By
Dana A. Kuhn
July 13, 2017 at 5:00 am ET
For more than 100 years, charitable organizations — and the American capacity for charitable giving — have formed a critical part of this country’s backbone. Charities help shift onerous social and healthcare costs away from taxpayers while improving, and often saving, lives — a service that is even more critical now that Congress is proposing deep cuts to government-funded health care programs.
According to Giving USA, in 2015 charitable organizations saved the federal government $358 billion – $2.9 billion of which went to human service organizations. Nowhere is the power of charitable giving more apparent than in healthcare.
Health insurers are increasingly raising premiums (into the double digits) and patient out-of-pocket costs (by at least $1,000) placing the insurance coverage necessary to manage chronic and life-threatening conditions — including cancer, HIV/AIDS, hemophilia, and others — out of reach for many Americans.
When medication becomes too expensive, patients often forego necessary treatments, leading to deteriorating health outcomes and even death. Many of these patients become too ill to regularly attend work, resulting in unemployment and loss of insurance, while others resort to government programs or visit hospitals for primary care, which drives up uncompensated care costs ultimately paid for by American taxpayers.
Thankfully, there are charitable organizations across the country that exist precisely to create a temporary safety net for these patients so that they don’t have to bear the financial, legal, emotional and potential mortality burdens associated with their conditions alone. Non-profit patient assistance programs help as many as three-quarters of a million Americans in dire need cover the costs of their life-saving and life-sustaining treatments and services — all without costing the government a dime.
Yet a misguided federal rule is jeopardizing this life-saving assistance. Since 2014, a federal policy issued by the Centers for Medicare and Medicaid Services has allowed insurers to deny health coverage to many of the nation’s sickest patients simply because they receive assistance from charities.
Currently, health insurers in 41 states are citing this policy to refuse coverage to patients who benefit from premium and copay charity assistance, unnecessarily putting countless American lives at risk.
Without charity assistance programs, patients with expensive conditions would be forced to try to enroll in public healthcare programs like Medicaid, which will likely undergo deep cuts under new national healthcare legislation. If our nation’s most vulnerable patients cannot access the care that they need help from charities, and public health care funds become increasingly scarce, they will be left with nowhere to turn.

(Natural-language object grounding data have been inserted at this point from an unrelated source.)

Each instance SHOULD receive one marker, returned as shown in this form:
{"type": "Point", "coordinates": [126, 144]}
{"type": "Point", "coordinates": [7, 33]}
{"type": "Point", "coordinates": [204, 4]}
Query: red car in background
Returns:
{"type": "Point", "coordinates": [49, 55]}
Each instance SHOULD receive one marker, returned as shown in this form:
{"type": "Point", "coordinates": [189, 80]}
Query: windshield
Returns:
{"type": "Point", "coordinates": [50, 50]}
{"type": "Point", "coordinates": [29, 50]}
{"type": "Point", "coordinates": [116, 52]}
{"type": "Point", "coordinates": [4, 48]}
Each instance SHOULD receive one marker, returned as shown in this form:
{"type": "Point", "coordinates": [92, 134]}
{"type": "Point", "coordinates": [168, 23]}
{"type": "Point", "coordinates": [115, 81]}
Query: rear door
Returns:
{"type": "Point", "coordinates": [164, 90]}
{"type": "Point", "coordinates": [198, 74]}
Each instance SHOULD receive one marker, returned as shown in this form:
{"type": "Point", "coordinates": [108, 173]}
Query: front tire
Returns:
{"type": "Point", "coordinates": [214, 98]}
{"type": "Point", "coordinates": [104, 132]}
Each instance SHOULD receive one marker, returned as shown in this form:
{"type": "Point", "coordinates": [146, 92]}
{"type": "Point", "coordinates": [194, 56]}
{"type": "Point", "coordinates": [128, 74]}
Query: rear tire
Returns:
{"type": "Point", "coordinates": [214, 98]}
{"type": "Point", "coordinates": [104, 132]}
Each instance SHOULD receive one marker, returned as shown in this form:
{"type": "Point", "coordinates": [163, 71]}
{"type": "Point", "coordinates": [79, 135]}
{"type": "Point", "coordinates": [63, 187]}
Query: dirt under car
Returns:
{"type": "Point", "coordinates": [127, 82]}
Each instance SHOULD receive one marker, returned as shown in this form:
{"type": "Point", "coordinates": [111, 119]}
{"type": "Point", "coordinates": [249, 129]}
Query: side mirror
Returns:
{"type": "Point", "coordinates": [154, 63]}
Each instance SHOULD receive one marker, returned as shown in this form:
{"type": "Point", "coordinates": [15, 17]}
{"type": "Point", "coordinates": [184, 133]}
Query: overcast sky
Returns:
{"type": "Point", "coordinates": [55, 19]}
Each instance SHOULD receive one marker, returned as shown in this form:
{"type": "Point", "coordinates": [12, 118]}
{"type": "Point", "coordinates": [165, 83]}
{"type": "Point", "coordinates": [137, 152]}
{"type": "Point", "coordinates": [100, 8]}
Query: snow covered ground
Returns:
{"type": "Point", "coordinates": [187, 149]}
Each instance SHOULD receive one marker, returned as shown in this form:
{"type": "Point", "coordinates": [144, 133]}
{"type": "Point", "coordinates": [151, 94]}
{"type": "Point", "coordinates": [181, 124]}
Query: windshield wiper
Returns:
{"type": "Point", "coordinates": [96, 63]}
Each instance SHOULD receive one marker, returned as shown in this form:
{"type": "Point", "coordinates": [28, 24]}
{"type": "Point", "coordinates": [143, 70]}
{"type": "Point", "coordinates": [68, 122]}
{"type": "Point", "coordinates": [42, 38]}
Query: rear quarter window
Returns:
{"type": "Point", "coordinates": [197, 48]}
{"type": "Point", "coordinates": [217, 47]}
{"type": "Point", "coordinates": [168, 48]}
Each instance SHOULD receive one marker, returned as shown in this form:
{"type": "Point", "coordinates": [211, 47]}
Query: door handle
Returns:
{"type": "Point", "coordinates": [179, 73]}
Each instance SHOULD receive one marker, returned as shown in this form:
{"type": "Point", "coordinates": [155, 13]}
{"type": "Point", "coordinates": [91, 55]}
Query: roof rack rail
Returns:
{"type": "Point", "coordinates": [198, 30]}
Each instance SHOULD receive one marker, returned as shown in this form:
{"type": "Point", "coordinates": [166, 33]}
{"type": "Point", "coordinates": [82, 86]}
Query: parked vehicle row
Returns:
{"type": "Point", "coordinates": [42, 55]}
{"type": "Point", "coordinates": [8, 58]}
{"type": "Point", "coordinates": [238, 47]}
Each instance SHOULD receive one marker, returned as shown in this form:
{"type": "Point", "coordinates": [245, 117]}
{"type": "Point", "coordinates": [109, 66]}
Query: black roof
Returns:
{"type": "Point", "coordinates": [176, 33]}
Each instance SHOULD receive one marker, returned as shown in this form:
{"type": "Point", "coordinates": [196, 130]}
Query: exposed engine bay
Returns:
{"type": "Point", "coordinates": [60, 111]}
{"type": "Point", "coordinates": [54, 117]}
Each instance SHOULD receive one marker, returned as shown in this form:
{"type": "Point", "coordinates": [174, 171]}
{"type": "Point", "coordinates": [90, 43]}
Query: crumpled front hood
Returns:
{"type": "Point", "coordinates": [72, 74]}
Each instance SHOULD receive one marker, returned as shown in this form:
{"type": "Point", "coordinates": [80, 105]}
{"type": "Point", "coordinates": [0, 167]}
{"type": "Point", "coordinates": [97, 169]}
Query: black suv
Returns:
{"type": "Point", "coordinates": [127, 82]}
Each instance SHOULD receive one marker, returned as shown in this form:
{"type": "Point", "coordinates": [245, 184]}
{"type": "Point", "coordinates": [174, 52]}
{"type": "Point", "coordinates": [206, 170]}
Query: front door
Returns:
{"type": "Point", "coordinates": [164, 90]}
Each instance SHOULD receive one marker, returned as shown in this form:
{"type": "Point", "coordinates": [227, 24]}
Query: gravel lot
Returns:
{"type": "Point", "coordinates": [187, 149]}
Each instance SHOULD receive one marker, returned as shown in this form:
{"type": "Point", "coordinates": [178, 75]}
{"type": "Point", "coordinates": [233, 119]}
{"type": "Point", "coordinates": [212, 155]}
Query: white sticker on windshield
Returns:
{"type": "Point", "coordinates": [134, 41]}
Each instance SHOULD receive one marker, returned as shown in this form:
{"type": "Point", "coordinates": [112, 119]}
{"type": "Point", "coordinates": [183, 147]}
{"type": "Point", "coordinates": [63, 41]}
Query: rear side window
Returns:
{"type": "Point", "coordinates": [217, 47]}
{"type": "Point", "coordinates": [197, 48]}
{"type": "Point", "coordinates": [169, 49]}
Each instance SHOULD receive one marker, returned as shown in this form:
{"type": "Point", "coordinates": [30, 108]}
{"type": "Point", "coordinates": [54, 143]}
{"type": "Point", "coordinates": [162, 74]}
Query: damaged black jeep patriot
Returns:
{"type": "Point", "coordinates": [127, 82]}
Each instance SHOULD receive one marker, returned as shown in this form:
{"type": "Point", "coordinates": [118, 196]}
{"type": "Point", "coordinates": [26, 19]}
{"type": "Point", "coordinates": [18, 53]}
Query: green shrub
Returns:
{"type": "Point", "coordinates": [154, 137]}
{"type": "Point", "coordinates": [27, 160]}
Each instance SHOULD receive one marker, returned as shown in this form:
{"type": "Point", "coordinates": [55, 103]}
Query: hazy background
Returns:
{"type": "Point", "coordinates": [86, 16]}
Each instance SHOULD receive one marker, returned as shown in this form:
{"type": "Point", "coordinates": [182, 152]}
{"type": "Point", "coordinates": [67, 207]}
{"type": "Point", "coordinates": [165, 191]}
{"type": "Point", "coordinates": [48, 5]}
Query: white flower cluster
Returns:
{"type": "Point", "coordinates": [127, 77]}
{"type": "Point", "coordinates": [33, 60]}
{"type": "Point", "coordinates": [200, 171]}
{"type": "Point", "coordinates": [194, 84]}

Fortunately, new opportunities are on the horizon for lawmakers to step in and end this harmful rule once and for all. In May, 184 bipartisan members of Congress — 40 percent of the U.S. House of Representatives — sent a letter to Department of Health and Human Services Secretary Tom Price urging an administrative fix for the CMS rule. Short of an administrative fix, Rep. Kevin Cramer (R-N.D.) is expected to introduce new legislation in the coming months to modify CMS’ policy.
When I founded Patient Services Inc., I thought it would be a temporary solution to help families get the healthcare they needed until the government and industry found a sustainable solution to rising health costs. Unfortunately, that was nearly 30 years ago — costs continue to go up, all while the lives of patients hang in the balance.
In the absence of a long-term solution to address rising healthcare costs, and potential cuts to Medicaid looming, policymakers must ensure that non-profit charities can continue to help as many patients as possible.
Dana A. Kuhn is the founder and president of Patient Services Inc., a nonprofit patient assistance organization based in Midlothian, Va.